I have built a simple news aggregator site, in which the memory usage of all my App Engine instances keep growing until reaching the limit and therefore being shut down.
I have started to eliminate everything from my app to arrive at a minimal reproducible version. This is what I have now:
app = Flask(__name__)
datastore_client = datastore.Client()
@app.route('/')
def root():
query = datastore_client.query(kind='source')
query.order = ['list_sequence']
sources = query.fetch()
for source in sources:
pass
Stats show a typical saw-tooth pattern: at instance startup, it goes to 190 - 210 Mb, then upon some requests, but NOT ALL requests, memory usage increases by 20 - 30 Mb. (This, by the way, roughly corresponds to the estimated size of the query results, although I cannot be sure this is relevant info.) This keeps happening until it exceeds 512 Mb, when it is shut down. It usually happens at around the 50th - 100th request to "/". No other requests are made to anything else in the meantime.
Now, if I eliminate the "for" cycle, and only the query remains, the problem goes away, the memory usage remains at 190 Mb flat, no increase even after 100+ requests.
gc.collect() at the end does not help. I have also tried looking at the difference in tracemalloc stats at the beginning and end of the function, I have not found anything useful.

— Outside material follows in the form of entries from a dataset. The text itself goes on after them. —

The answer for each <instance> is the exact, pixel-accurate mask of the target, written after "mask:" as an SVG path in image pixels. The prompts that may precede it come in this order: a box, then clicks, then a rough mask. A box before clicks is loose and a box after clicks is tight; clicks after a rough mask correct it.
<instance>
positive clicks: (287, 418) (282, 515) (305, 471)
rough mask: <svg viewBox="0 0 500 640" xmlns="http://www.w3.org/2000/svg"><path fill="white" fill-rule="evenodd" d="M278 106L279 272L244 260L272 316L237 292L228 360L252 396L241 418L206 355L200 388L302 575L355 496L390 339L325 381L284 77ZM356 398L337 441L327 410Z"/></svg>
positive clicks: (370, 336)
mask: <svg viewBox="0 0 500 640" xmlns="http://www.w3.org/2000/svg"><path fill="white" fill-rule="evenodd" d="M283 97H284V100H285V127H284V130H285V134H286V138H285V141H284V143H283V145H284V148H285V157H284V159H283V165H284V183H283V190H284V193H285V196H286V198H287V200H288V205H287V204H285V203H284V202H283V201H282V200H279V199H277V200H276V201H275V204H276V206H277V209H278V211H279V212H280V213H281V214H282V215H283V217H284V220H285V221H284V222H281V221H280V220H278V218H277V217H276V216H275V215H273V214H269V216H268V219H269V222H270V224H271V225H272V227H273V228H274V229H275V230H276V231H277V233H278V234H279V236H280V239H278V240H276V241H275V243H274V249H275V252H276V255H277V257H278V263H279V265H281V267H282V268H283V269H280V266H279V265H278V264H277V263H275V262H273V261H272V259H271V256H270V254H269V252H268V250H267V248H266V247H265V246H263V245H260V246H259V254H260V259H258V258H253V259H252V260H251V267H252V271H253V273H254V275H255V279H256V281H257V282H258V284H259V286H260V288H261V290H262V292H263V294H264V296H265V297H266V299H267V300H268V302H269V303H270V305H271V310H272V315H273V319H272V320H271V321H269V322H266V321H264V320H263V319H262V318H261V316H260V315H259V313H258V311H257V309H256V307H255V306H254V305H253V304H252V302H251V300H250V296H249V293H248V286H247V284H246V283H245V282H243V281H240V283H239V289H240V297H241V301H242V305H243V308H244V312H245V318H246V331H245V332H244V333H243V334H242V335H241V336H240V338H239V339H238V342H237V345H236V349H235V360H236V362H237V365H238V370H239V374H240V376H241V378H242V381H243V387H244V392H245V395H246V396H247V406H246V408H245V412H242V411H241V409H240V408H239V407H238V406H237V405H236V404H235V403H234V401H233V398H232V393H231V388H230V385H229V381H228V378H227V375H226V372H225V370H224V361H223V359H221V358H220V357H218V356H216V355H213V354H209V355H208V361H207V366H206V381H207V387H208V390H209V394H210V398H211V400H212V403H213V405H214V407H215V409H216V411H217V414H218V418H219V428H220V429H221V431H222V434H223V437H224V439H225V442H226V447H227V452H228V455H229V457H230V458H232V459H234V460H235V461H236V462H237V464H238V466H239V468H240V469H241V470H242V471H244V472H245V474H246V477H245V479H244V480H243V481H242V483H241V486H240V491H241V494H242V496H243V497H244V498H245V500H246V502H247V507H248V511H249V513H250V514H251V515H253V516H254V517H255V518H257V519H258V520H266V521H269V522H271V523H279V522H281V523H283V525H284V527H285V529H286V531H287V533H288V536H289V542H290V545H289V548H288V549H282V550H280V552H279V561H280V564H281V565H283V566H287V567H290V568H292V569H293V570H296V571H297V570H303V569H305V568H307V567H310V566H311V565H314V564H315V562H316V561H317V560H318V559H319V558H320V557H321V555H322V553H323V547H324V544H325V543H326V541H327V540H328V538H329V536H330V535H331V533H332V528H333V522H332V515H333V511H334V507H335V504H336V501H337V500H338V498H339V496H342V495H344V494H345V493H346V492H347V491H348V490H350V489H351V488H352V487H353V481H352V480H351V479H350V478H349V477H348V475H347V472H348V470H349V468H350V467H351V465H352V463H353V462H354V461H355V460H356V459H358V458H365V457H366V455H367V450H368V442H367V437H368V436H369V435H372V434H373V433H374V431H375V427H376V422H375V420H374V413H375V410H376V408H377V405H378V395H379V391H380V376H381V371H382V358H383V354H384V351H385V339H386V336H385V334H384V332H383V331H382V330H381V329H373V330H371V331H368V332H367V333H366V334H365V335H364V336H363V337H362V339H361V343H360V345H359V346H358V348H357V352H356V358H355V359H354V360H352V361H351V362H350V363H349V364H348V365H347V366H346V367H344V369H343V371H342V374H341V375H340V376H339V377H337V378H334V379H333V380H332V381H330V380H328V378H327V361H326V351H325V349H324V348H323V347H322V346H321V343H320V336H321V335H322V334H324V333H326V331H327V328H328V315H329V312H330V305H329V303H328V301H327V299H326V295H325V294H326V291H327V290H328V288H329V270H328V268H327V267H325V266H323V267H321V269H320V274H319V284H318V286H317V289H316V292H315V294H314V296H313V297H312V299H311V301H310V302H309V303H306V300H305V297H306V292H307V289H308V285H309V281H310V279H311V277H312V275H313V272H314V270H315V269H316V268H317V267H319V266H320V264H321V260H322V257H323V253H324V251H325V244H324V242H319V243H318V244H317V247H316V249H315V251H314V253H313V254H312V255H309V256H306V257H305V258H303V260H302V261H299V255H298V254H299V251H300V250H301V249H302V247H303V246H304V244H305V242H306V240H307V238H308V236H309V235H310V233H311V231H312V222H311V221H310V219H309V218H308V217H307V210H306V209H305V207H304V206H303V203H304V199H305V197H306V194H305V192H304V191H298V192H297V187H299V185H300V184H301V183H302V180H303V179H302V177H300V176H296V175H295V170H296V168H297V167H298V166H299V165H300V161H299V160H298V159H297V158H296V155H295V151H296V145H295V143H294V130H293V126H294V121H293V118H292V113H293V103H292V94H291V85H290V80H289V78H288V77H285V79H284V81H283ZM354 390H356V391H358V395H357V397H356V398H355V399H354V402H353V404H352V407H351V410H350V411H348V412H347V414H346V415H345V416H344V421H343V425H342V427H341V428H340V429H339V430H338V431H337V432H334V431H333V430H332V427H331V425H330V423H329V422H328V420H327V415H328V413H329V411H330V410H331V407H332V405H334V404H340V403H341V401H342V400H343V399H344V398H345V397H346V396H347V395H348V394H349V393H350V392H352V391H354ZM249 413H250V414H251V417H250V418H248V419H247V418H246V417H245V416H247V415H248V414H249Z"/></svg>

Has anyone experienced anything similar, please? Any ideas what might go wrong here? What additional tests / investigations can you recommend? Is this possibly a Google App Engine / Datastore issue I have no control of?
Thank you.
@Alex in the other answer did a pretty good research, so I will follow up with this recommendation: try using the NDB Library. All calls with this library have to be wrapped into a context manager, which should guarantee cleaning up after closing. That could help fix your problem:
ndb_client = ndb.Client(**init_client)
with ndb_client.context():
query = MyModel.query().order(MyModel.my_column)
sources = query.fetch()
for source in sources:
pass
# if you try to query DataStore outside the context manager, it will raise an error
query = MyModel.query().order(MyModel.my_column)